登米市中田中学校玄関内に展示されてある私の作品は、高橋公子先生が購入して、子供達のためにと中田中学に1999年に寄贈して頂いた、タイトル・構成主義に捧げて、レリーフ作品で、1991年制作、材質は材木と布(染色)、大作です。

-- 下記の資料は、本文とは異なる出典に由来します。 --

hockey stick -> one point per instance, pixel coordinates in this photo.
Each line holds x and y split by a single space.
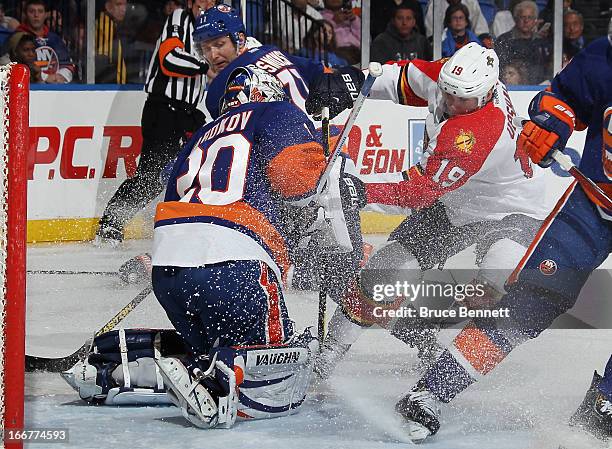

額装は仙台の小西造型に依頼して作って頂いたガラス入りのケース(高さ2m15cm、長さ2m15cm、奥行き60cm)、今回の東日本大震災でも破損無く、作品もケースも無事でした、只、寄贈展示当時は、2ヶ月に一回、額の扉を開いて空気を入れ替える作業は学校側でキチンと管理して下さって居ましたが、時が経ち、担当の方が替わり、10年も過ぎますと、いつしか額の扉は閉じたまま、湿気も在り、徐々に、染色された布の方にカビが生えて来ました。2年前から、これは危険といつかケースの中の掃除も兼ねて、カビを取らなければと思いつつ、今回、実際にケースの中に入って診ると、布のカビは簡単に取れない、又、14年も経つと太陽光線で染色も多少変色している事も在り、全面的に布の部分を替える事にしました。7月29日、岩井君、木村さんにお手伝いを頂き、作品をすべて取り外して、ガラスケースのガラス拭き、ケース内の掃除も、さて、布を元の色に染色する事が出来るか否か、早速、宮地先生の教え子でアトリエの中心的存在だった松浦さんに相談に、運悪く彼女は腕を痛めていて、難しいと言う事で仕事の出来る知り合いにバトンタッチ、結果は、以前と同じ色の布が出来上がり、9月28日、午前中に岩井君と一緒に岩井君の母校ですから彼も中田中学校の生徒諸君に見て頂きたい一心で、展示作業も無事終了、作品は新作の様に生まれ変わり、除湿剤を左右に置いて、ホッとした瞬間でした。メンテナンスと言う言葉、我々、芸術家仲間には大切な事で、野外の作品も含めて、作品は大切に保管して頂き、色が変色したり剥げたり破損したら、速やかに修復・修正する様に祈っています。パリに戻り、ふと、布に関しては5枚(黄、赤、紺、黒など)づつをセットで10組用意しておけば100年は大丈夫かと、ならば、来年でも用意して置こうかと(既に、布の染色見本用に保管はして在りますが)、すばらしい作品でも一部、破損すると芸術作品とは違う、只のガラクタを見せる危険な可能性を潜んで居るのですから。今頃、中田中学の生徒諸君は新しく成った雰囲気の作品に気がついて、アレ!、と、見て居るかなと思うだけで、嬉しいものです。